Sicherheitsklassifizierung: Steuerung auf Modellebene
Zusätzlich zu den Nutzerberechtigungen nutzt Intric die Sicherheitsklassifizierung, um Datenflüsse auf Systemebene zu steuern. So kann eingeschränkt werden, welche KI-Modelle von bestimmten Assistenten genutzt werden dürfen.
- Modellgrenzen: Administratoren können Assistenten klassifizieren (z. B. „Sensible HR-Daten“ vs. „Öffentliche Informationen“). Ein Assistent mit hoher Sicherheitsklassifizierung kann so konfiguriert werden, dass nur bestimmte Modelle genutzt werden, die die höchsten Compliance-Anforderungen deiner Organisation erfüllen.
- Datenminimierung bei der Verarbeitung: Durch die Steuerung der Modellauswahl stellst du sicher, dass sensible Informationen niemals an ein Modell oder einen Unterauftragsverarbeiter gesendet werden, der für diesen Datentyp nicht genehmigt ist.

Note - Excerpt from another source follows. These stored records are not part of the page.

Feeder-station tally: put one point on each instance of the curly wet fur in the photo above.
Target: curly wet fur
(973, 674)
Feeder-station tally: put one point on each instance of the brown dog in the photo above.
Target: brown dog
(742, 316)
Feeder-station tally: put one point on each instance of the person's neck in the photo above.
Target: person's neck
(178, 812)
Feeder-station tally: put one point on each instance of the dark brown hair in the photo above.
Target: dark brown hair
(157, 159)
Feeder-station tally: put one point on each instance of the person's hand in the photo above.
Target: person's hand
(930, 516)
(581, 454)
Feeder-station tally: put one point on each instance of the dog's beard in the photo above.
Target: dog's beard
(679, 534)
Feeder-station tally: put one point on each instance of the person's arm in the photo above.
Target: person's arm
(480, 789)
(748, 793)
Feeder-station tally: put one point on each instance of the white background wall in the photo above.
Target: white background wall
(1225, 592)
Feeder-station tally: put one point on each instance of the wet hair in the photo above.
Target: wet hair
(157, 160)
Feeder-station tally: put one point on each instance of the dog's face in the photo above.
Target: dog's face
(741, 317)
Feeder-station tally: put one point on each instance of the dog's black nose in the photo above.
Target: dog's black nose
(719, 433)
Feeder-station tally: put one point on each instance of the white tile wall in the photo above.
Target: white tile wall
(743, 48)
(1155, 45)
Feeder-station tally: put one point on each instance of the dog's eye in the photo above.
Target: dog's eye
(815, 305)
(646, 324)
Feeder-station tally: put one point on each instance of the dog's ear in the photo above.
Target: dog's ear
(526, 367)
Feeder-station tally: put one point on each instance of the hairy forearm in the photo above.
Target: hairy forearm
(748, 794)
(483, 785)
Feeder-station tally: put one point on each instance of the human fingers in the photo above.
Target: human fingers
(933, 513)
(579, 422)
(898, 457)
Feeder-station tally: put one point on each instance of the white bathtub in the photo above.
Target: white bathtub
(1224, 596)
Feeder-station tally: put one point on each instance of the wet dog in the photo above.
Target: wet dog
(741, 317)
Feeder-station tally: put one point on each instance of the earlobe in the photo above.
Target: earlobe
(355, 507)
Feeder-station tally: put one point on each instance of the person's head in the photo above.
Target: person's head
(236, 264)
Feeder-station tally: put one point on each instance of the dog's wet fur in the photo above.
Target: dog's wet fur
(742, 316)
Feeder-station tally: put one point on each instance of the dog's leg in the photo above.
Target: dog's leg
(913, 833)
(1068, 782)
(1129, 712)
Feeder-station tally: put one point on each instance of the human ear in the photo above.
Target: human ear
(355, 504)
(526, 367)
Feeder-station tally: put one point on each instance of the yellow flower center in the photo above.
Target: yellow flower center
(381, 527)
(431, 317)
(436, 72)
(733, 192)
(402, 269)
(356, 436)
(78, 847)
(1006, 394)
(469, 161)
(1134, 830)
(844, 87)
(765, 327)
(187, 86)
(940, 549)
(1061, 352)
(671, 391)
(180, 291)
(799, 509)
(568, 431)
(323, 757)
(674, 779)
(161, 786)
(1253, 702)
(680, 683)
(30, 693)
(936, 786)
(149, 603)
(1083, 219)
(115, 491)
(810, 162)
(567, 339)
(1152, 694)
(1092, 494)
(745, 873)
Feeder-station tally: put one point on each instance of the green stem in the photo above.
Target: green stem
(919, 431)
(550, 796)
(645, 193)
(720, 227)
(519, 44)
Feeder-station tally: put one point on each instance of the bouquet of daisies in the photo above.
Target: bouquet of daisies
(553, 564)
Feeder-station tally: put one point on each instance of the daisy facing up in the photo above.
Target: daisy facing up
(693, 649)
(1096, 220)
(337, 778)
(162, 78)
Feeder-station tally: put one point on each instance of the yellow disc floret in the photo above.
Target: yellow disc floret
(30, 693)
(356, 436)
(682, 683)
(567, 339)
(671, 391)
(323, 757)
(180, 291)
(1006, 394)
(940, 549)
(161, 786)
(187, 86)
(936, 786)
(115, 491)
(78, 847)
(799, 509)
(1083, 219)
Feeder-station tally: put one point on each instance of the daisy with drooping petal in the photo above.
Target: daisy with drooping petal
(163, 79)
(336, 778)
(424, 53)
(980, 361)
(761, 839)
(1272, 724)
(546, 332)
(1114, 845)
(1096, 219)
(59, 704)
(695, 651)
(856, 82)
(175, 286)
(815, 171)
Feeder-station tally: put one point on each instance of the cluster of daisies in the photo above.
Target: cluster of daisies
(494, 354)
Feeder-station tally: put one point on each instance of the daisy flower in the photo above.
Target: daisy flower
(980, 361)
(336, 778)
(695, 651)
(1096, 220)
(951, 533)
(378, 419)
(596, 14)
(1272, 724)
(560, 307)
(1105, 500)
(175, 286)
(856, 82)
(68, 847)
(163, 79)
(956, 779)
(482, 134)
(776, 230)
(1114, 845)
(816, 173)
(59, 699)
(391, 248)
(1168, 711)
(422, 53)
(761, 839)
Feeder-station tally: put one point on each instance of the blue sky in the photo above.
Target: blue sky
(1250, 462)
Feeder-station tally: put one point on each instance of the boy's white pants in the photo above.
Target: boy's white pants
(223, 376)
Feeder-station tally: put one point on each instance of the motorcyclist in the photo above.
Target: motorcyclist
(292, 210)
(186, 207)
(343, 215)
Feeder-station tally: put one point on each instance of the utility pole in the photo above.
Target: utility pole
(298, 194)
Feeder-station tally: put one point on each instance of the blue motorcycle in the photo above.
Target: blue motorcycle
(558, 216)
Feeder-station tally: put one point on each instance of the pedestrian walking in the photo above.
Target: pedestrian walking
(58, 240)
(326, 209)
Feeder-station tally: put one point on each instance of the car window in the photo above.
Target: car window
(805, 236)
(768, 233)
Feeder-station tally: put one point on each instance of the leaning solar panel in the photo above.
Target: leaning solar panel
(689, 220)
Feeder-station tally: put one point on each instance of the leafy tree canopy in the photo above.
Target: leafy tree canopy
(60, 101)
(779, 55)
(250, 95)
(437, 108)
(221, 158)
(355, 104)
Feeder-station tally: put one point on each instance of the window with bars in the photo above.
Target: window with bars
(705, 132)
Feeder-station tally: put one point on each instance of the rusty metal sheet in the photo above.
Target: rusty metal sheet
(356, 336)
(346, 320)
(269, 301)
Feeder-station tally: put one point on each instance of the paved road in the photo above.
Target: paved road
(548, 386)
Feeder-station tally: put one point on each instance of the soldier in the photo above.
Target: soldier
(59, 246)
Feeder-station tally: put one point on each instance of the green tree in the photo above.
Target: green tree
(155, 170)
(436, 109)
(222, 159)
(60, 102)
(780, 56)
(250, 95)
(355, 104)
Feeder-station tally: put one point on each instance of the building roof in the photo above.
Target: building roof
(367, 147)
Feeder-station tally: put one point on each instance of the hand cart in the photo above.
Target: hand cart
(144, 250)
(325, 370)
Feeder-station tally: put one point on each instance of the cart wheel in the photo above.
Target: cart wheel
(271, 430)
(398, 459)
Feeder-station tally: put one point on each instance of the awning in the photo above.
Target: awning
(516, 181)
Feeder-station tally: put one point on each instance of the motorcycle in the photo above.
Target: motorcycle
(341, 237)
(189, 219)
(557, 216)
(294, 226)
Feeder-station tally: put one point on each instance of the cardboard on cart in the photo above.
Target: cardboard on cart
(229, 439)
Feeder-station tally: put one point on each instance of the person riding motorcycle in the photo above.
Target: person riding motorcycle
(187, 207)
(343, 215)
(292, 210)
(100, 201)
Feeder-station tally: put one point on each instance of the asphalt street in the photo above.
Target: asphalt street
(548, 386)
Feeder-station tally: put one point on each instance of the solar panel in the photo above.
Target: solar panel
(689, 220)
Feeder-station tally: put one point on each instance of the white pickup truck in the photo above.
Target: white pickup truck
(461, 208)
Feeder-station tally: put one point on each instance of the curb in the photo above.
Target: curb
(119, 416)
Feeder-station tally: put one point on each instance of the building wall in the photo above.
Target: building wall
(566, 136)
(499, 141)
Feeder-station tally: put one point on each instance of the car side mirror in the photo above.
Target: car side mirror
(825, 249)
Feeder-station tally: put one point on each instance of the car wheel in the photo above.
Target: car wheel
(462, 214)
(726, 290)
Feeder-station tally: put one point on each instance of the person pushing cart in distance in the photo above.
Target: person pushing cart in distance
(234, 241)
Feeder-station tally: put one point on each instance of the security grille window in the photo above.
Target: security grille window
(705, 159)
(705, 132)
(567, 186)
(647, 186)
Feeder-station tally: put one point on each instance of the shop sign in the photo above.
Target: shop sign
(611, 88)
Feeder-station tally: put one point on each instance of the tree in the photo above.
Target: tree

Technische Sicherheitsgrenzen
Intrics Architektur stellt sicher, dass die Zugriffskontrolle auf allen Ebenen durchgesetzt wird. Für ein Gesamtbild der Technik:
- API-Validierung: Jeder Aufruf an die Datenbank oder ein KI-Modell wird anhand der aktuellen Berechtigungen des Nutzers validiert. Fehlt die Berechtigung für ein bestimmtes Dokument, wird es nie in den Kontext des KI-Modells einbezogen.
- Anmeldeschutz: Über die SSO-Integration (z. B. Entra ID) werden deine internen Sicherheitsrichtlinien abgebildet, inklusive Multi-Faktor-Authentifizierung (MFA) und bedingtem Zugriff.
- Logische Isolierung: Auch wenn mehrere Spaces in derselben Organisation existieren, sind Suchindizes und Speicher so strukturiert, dass Suchen niemals Ergebnisse außerhalb des Berechtigungsbereichs des Nutzers liefern.
Konfiguration und Audit
Zur Unterstützung der Compliance bietet Intric Werkzeuge zur Überprüfung und Steuerung des Zugriffs:
- Berechtigungsübersicht: Im Kontrollpanel können Administratoren genau sehen, welche Nutzer Zugang zu welchen Spaces haben.
- Audit-Logs: Das System protokolliert kritische Ereignisse wie Rollenänderungen, Datenlöschung und Dokumentenexport. Das schafft die Nachverfolgbarkeit, die in einer DSFA oft gefordert wird.
Best Practices für die Zugriffskonfiguration
Wir empfehlen für eine sichere Einrichtung:
- Prinzip der geringsten Rechte: Weise Creator- oder Owner-Status nur denen zu, die tatsächlich Daten verwalten müssen. Nutze User als Standard für die meisten Nutzer.
- Spaces strategisch nutzen: Lege für sensible Bereiche (z. B. HR, Führung oder bestimmte Kundenprojekte) getrennte Spaces an, statt einen großen gemeinsamen Space für die gesamte Organisation. So lassen sich auch Export, Löschung und automatische Löschung einfacher DSGVO-konform umsetzen.
- RBAC mit Sicherheitsklassifizierung kombinieren: Nutze die Sicherheitsklassifizierung für deine Assistenten, damit die sensibelsten Daten immer von den sichersten Modelloptionen verarbeitet werden.